Regretting Words Unspoken


This is a short story, but to my best memory - the truth. I will never forget this because it was one of the most painful losses of my life to this day. I loved my Granny.

I stood at the foot of my grandmother’s bed, hiding my frustration with Granny’s condition and the inflamed gall bladder she was scheduled to have removed in the next few hours. My good friend Ryan had come with me to visit; he’d heard me tell all the stories of this great lady and her influence on my life, and he was being a good friend by showing his support. Granny looked at me with desperate eyes, yet still found some way to smile.

“Jason, it’s good to see ya, boy! Get over here and give your old Granny a hug,” she said.

I sent her a grin and then hunched over one of the closest friends I ever had. I held her in a tight embrace, and couldn’t help but think of the last time I’d seen Granny – the Chicago Bulls had just won yet another game, with Michael Jordan and Scottie Pippen at the helm. Granny knew what a big MJ fan I was, but Scottie was always her favorite. I stood back up and looked down and pretended to scold my grandmother.

“Granny, Ryan and I came all the way up here from Erskine because we heard that you’ve been giving these nurses fits,” I said as I winked at my friend Ryan.

Ryan walked up to her and nodded with his usual friendly face, “Nice to meet you…your grandson has told me an awful lot about you.”

She scoffed, “Ha! I bet you didn’t hear about me bothering these nice young nurses. You probably just came to see me because it’ll give you another excuse to get something to eat! Well – go on to the house…I’m sure you’ll find something.”

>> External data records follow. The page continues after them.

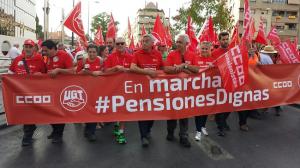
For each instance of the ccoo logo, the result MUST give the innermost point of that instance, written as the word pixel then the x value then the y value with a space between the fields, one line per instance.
pixel 73 98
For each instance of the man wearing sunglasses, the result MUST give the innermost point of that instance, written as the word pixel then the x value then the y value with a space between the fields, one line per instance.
pixel 179 61
pixel 146 61
pixel 29 62
pixel 119 61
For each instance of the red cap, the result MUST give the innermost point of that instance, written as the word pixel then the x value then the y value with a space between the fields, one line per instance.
pixel 29 42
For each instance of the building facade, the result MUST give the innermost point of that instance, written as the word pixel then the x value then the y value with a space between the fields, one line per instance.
pixel 17 22
pixel 283 14
pixel 146 17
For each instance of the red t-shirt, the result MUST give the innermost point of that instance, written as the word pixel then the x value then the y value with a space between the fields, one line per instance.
pixel 174 58
pixel 34 63
pixel 148 60
pixel 218 52
pixel 61 60
pixel 118 58
pixel 90 65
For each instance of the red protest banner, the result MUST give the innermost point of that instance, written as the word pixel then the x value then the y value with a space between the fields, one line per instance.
pixel 233 67
pixel 131 97
pixel 288 54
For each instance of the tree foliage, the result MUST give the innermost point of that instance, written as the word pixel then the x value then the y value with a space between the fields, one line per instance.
pixel 103 20
pixel 199 10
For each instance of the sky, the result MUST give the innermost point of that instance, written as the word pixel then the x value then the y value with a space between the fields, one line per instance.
pixel 121 10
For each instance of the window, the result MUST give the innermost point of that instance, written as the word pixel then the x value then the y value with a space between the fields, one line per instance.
pixel 291 26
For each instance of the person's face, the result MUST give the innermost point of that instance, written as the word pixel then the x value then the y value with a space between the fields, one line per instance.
pixel 92 52
pixel 48 52
pixel 180 43
pixel 162 48
pixel 147 43
pixel 105 52
pixel 110 42
pixel 28 49
pixel 224 41
pixel 120 46
pixel 205 51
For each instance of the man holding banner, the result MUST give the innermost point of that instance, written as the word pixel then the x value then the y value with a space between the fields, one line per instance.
pixel 179 61
pixel 222 117
pixel 28 63
pixel 146 61
pixel 59 62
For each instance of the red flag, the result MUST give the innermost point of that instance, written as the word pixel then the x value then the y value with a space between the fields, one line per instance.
pixel 190 32
pixel 247 16
pixel 273 37
pixel 131 45
pixel 249 31
pixel 288 54
pixel 99 37
pixel 235 37
pixel 233 67
pixel 159 31
pixel 74 22
pixel 207 32
pixel 111 28
pixel 169 36
pixel 129 28
pixel 261 37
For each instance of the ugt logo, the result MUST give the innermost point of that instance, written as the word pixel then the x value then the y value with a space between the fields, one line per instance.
pixel 73 98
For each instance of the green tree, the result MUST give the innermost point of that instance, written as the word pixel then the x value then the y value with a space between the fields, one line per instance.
pixel 103 20
pixel 38 29
pixel 199 10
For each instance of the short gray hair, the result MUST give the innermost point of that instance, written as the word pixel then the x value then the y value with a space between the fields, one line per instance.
pixel 185 37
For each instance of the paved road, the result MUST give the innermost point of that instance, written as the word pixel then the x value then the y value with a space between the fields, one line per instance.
pixel 271 143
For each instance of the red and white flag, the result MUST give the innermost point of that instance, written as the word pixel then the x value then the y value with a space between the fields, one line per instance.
pixel 233 67
pixel 191 33
pixel 111 28
pixel 99 37
pixel 169 36
pixel 159 31
pixel 131 45
pixel 74 22
pixel 129 28
pixel 288 53
pixel 261 37
pixel 235 40
pixel 273 37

Ryan and I both could tell she was just teasing, even though I was notorious in my high school days for going around the block to visit my Granny, just to eat an extra supper after the one my mom had already fixed. Granny even gave in and laughed a little at herself. But her short chuckles turned into spasmodic coughs. The color in her face changed slightly, but she still tried to pretend that everything was okay as best she could. The act only lasted for so long. I could tell she was feeling some discomfort, and I gave my buddy Ryan a concerned look. He just shrugged his shoulders as if to say he wasn’t quite sure what to make of it. We both looked at Granny, and she started talking again.

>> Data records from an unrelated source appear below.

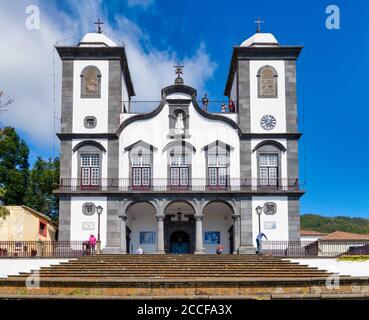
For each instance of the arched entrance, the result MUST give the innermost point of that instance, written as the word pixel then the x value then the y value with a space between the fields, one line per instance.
pixel 218 226
pixel 179 227
pixel 179 242
pixel 142 225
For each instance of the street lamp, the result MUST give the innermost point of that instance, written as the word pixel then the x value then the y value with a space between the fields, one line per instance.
pixel 99 210
pixel 259 211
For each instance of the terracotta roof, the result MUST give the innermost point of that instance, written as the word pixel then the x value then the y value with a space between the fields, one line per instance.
pixel 340 235
pixel 305 233
pixel 36 213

“I tell ya, Jase…these doctors, they tell me everything’s gonna be ok – but I just don’t know. Your Granny’s not as young as she used to be, ya know? I’ve just been feeling so awful,” she told me.

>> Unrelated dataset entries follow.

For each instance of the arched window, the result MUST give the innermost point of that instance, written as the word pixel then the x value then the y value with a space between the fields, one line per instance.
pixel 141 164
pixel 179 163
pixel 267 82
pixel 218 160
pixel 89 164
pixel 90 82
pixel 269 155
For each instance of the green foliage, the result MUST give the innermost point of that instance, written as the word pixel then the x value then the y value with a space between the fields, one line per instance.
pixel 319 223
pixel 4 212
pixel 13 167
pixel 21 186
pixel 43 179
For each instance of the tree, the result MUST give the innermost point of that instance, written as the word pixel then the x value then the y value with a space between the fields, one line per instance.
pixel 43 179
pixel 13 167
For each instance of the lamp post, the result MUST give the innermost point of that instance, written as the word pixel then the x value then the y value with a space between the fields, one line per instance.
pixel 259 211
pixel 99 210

I’d helped my Granny bury her favorite pet gerbil and seen her upset about that. I’d helped my grandmother up off the floor when she fell down one time when my parents weren’t around, and saw the embarrassment on her face that I tried to brush away quickly by joking with her. I’d seen my Granny mad at me for picking on my brothers. But I saw something different in my Granny’s eyes that day…fear.

For the first time in my life, I’d seen one of the matriarchs in our family truly afraid, and only being 18 at the time, I wasn’t sure what to make of it. So I handled it the way I tried to handle anything else I didn’t understand back then; I tried to just brush it off like there was nothing to worry about. I made light of the situation, or tried to, with my words, hoping it would help her feel better. Just about that time, my mother was coming back to the room to stay with Granny. She’d known that Ryan and I couldn’t stay too long because we had to get back for classes at Erskine in the morning. So we’d decided that we’d say our good byes when my mom came back from getting something to eat.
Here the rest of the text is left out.